The leadership gap necessitated a bridge, and volunteer efforts sustained the efforts. With a heart for service, Sandy Sexton stepped up, but admittedly lacked the gift of cooking. But isn’t that just the way the Spirit works sometimes? He equips those he’s called, and that’s precisely what happened to Sandy. Fast forward a few years and the families blessed by her culinary creations number in the hundreds.
But before she ever got to where she is today—and before Open Table Soup Kitchen found its groove—the ministry had to face yet another hurdle: COVID-19. The pandemic that closed the doors of churches everywhere also temporarily shut down access to the supplies made more necessary by the crisis. Incredibly, and certainly by God’s provision, a drive-through experience modified the mode of ministry for First Church of God, setting into motion a mechanism that would dramatically improve the efficiency and impact of the soup kitchen.

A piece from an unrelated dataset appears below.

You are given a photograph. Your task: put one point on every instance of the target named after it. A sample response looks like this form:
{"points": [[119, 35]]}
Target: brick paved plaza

“When COVID came along, we didn’t even have church for a while,” Sandy remembers. “My husband and I started making forty sandwiches and assembling those with chips and a drink. We’d sit in front of the church and post about it on Facebook. We’d see about thirty people. For about three to four months, we fed them like that. Then we decided it was time to consider a drive-through.”
The results weren’t immediate, but this year’s surge in interest has caught the attention of the church and community. A record-high 154 people showed up this spring, bringing exposure to the church and the Provider of every good and perfect gift, whose name the church bears. Sandy is appreciative of the small group of volunteers that comes alongside her to make the monthly meal distribution run smoothly.
“We actually opened on Christmas Day, and on Memorial Day this year,” Sandy reflects. “My kids know this is a priority for me, so we got together on Sunday instead. We had another hundred people show up on Memorial Day—and all for biscuits and gravy!”
But they’re not just serving up biscuits and gravy. They’re serving up hope, and in generous portions. The volunteers ensure there’s a dessert—lately sugar cookies—and they often package blessing bags for the children when families are in the lineup of vehicles across and beyond the church property. It’s not an intimidating experience for the guests, as no questions are asked or conditions given to receive food. First Church of God prefers it that way, aiming to limit barriers for those who seek the help. Even the day of the month is strategic; the last Monday is selected to help people make it through until their next check.